Fig 1. Shoot growth at E-L stage 12 on 5/14/22 on Marquette. At this stage, shoots are about 5 leaves unfolded and 4” in growth.
Density of shoots:
For the sake of speed, keep in mind that these are estimates and visual inspections are sufficient as you are thinning. Only in academia will we stand around precisely counting shoots!
- Vinifera: 3 to 5 shoots per foot of cordon (= 18 to 30 shoots per vine at 6’ spacing)
- Hybrids: 4 to 6 shoots per foot of cordon (= 24 to 36 shoots per vine at 6’ spacing)
- Native or Labrusca varieties: up to 15 shoots per foot of cordon (= up to 90 shoots per vine at 6’ spacing)
As Dr. Patty Skinkis mentioned at the OGWC in February, spur vs. cane pruning tends to shift labor demands in the vineyard: spur pruning, while quicker to perform during dormancy, often requires more labor for ST than cane pruning. This is because spurs from older cordons tend to produce latent shoots that require removal, while cane pruning will typically produce one, or occasionally two shoots depending on secondary bud break, at each node position along the cane (Fig 2, Fig 3).
Fig 2. Shoot density of 2-bud spur (left) vs. canes (right).

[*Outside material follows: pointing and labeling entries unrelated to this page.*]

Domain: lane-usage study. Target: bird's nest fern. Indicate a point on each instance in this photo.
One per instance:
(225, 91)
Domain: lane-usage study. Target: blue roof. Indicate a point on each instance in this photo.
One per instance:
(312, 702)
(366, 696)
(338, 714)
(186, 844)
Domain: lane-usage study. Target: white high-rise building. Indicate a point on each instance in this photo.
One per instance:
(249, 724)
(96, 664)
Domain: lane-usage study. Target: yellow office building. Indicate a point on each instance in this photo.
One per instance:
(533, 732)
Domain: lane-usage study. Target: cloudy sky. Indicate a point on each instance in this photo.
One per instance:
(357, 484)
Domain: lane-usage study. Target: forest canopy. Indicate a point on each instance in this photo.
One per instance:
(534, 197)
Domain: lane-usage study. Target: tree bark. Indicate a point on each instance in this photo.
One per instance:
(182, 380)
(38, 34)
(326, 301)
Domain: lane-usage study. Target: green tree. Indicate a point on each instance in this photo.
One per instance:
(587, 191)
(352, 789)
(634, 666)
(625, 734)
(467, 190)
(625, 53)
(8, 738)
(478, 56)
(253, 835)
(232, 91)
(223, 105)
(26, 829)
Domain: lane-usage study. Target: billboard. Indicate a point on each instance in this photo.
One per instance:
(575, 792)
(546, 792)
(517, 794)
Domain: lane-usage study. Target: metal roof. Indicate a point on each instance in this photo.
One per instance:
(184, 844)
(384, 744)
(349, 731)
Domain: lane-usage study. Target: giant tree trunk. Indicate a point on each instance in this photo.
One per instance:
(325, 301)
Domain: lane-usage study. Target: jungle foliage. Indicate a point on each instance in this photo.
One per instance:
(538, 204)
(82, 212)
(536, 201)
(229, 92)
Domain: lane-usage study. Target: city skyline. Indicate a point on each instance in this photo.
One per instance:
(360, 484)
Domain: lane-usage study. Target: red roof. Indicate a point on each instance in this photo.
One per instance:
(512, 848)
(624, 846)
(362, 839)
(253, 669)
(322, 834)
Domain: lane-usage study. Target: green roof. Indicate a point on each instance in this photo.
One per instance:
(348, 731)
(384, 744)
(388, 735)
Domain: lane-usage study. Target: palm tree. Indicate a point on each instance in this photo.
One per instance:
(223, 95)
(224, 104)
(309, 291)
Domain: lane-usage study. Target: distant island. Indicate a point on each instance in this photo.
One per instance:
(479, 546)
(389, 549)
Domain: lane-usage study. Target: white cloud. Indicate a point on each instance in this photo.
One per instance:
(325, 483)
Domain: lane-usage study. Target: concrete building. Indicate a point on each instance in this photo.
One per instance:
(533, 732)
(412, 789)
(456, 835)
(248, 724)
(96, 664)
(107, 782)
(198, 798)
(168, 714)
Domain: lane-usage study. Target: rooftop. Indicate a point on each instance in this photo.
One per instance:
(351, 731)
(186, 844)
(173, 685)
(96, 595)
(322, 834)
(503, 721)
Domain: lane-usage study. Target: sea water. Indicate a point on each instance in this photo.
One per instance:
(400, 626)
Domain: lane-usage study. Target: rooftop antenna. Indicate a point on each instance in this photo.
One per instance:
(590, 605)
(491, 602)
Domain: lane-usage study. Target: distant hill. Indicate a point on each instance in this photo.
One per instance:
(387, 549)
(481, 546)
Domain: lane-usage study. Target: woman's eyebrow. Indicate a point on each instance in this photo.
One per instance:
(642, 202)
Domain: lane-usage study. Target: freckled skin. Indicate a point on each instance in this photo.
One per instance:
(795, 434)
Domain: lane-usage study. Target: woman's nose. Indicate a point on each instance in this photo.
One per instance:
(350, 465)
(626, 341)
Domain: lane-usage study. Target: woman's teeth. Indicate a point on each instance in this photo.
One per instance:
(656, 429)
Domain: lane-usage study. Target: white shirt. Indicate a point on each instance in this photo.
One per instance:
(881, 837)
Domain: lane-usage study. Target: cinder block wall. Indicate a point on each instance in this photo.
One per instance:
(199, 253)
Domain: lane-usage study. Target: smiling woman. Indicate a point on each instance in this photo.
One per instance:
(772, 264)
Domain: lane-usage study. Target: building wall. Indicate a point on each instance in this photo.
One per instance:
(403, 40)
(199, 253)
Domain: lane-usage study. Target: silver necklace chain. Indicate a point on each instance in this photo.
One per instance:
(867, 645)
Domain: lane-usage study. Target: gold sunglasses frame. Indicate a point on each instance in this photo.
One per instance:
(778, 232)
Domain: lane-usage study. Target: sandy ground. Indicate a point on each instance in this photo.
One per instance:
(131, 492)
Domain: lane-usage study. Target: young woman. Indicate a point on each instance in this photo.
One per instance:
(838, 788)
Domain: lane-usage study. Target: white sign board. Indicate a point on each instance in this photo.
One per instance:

Note: increased density often arises from latent buds of older cordon wood or on vines with excessive bud retention in spur-pruned vines. Photos from Unit 2, Wooster. 5/14/22
Fig 3. Ideal shoot density, representing approximately 4 shoots per 1’ of space in V. vinifera Chardonnay. Photo from Unit 2, Wooster. 5/14/22
What shoots to keep/remove?
In a spur-pruned vine, the fruitful primary shoots from count nodes 1-2 on each spur should be prioritized (Fig 4). If a spur is becoming stacked, one well-positioned healthy shoot closer to the cordon may be prioritized for spur renewal. Fruitless basal and latent, diseased, weak-growing, and poorly positioned shoots should be the first to go, especially in highly dense portions of the canopy (Fig 5).
Lastly, unless retaining a shoot for potential cordon or trunk renewal, vine trunks should be suckered to prevent dense growth from shading the fruitful shoots (Fig 6). This can be accomplished easily at the 6-12” shoot growth stage by simply running a hand down the trunk of the vine to remove excess shoots.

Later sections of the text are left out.